The lactase enzyme is naturally released from your intestine as one of your digestive enzymes to break down the lactose sugar in the gut. When someone doesn’t have enough lactase, the lactose doesn’t get broken down the way it should and can cause some major grief. What happens is that undigested lactose ends up being “food” for the resident gut microbes and as they ferment the lactose, they create gases that cause bloating, flatulence, pain, and sometimes diarrhea.
Lactose is in all dairy but is in lower amounts in fermented dairy (e.g. cheese & yogurt) and butter. Unfortunately, steering clear of lactose isn’t all that easy as it is even added to other foods like baked goods, soups, and sauces. You’ll even want to check any medications or supplements you’re taking too, as lactose is a common ingredient in them.
If you have symptoms of lactose intolerance, keep an eye on food, medication, and supplement labels.
Milk protein (casein & whey) allergy
We know that milk is a known, and common, food allergen. In Canada, it is considered a “priority allergen” and must even be declared on food labels as such.
So, what are these allergens in milk? You’ve heard of “curds and whey”, right? Well, these are the two key proteins in milk. The solid bits are the curds (made of casein) and the liquid is the dissolved whey.
Unlike lactose intolerance, casein and whey can cause an actual immune response. It’s an allergy and this immune response can cause inflammation. In fact, we don’t know how many people have these milk allergies, but most estimates put it far below that of lactose intolerance.

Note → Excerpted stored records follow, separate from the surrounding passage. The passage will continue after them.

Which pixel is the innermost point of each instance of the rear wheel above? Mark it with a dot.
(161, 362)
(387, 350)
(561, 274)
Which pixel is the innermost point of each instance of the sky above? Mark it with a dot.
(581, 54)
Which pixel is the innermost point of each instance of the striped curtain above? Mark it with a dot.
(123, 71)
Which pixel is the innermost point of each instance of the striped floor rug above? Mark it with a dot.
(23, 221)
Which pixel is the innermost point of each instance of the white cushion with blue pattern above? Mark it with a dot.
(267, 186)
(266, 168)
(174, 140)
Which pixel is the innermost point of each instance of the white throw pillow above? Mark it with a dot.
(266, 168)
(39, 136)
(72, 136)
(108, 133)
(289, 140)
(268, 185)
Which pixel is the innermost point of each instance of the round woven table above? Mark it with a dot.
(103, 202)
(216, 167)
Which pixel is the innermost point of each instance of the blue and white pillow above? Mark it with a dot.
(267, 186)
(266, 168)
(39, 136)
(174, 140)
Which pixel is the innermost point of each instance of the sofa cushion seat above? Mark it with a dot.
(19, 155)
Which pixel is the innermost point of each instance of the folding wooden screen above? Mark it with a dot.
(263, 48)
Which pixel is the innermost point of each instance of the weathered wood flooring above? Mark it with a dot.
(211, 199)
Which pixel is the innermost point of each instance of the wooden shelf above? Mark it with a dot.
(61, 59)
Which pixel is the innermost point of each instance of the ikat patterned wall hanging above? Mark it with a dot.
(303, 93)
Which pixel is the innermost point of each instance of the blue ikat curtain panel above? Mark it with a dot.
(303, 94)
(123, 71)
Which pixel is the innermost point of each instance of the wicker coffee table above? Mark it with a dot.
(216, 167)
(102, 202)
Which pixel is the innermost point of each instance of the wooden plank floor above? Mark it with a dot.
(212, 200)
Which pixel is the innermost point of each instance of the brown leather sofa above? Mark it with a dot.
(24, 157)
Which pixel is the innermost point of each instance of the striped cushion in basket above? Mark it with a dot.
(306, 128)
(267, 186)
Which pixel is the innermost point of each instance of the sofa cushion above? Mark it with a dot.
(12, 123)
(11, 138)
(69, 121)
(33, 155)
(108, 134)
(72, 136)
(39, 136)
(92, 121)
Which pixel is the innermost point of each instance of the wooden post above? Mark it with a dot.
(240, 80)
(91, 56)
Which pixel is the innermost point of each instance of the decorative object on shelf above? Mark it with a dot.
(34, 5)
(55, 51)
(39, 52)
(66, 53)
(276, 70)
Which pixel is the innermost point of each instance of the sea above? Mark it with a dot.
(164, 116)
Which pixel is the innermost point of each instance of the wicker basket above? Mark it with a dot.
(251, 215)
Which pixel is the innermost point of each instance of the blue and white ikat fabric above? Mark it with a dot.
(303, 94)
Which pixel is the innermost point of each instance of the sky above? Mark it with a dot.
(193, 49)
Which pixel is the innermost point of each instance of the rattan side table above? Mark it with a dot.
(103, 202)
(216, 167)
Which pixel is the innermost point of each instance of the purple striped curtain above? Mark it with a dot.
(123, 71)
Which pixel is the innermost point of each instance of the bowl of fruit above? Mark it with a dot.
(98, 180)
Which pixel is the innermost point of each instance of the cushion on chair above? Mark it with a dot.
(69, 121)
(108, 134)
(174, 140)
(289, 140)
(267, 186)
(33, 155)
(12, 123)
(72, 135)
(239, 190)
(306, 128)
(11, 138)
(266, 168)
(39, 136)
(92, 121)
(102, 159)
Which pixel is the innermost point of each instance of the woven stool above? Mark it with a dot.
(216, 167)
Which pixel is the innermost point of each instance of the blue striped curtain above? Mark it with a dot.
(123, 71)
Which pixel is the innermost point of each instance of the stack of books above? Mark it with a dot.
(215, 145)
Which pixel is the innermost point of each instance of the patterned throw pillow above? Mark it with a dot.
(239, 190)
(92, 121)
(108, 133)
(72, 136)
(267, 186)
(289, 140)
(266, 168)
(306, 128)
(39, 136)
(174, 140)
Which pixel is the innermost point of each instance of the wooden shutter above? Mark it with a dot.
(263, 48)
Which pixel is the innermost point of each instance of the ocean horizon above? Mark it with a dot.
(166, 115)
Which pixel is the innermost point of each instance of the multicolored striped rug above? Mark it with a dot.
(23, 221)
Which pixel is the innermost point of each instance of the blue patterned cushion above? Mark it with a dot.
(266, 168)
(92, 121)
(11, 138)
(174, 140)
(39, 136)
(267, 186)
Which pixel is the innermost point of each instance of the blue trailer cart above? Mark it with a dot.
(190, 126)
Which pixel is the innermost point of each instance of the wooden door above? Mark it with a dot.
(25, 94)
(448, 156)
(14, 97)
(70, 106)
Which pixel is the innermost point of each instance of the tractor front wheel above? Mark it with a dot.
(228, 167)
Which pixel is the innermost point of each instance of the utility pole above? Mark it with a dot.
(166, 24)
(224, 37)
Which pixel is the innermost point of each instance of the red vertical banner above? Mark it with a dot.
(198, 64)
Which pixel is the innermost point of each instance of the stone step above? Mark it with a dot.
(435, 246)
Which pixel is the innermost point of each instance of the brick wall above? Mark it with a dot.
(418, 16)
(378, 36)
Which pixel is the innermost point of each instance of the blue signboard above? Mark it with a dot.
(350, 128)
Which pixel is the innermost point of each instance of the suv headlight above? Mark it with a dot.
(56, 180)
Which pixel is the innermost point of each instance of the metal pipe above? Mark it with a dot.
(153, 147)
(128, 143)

Similar to lactose, these allergenic milk proteins can be found in other products too. They’re not only found in dairy but are often used in many protein powders as well (I am sure that you heard of “whey” protein powders?).
Interestingly, some of the symptoms of milk protein allergy differ from that of lactose intolerance; as things like nasal congestion and mucus (phlegm) are more common with allergies. And casein allergies seem to be linked with belly fat. Like lactose intolerance, if you’re allergic to casein and whey keep an eye on labels so you can avoid these.
It is also worth noting that people who have gluten intolerance are often allergic to milk proteins like whey and casein as well. These can go hand-in-hand.
If you get gassy, bloated, or diarrhea after eating dairy, you may have a lactose intolerance. If you often get a stuffy nose and mucus, then you may be allergic to casein and/or whey.
While dairy may be an entire food group, it is not an essential nutrient and all of the nutrients in dairy are available in other foods. If you experience these symptoms, you can try removing dairy from your diet to see how you feel without it. You may find improved digestion and fewer gut issues. Or you may even notice a reduction in nasal congestion, or even lose some belly fat.
If you decide to (or have already) removed dairy from your diet, let me know your experience in the comments below!
Related blog posts you mind find informative:
How to Improve Your Gut Health
Three Must Eat Breakfast Foods!
Recipe (Dairy-free): Chocolate Ice “Cream” (Serves 2)
- 3 bananas, sliced and frozen
- 2 tsp cacao powder, unsweetened
- 1 tbsp almond butter
- Place frozen bananas in food processor and blend until smooth (a few minutes). You may have to stop a few times to scrape the sides.
- Add cacao powder and almond butter and blend until mixed well.
- Serve & enjoy!
Tip: You can make this in advance and freeze in an airtight container.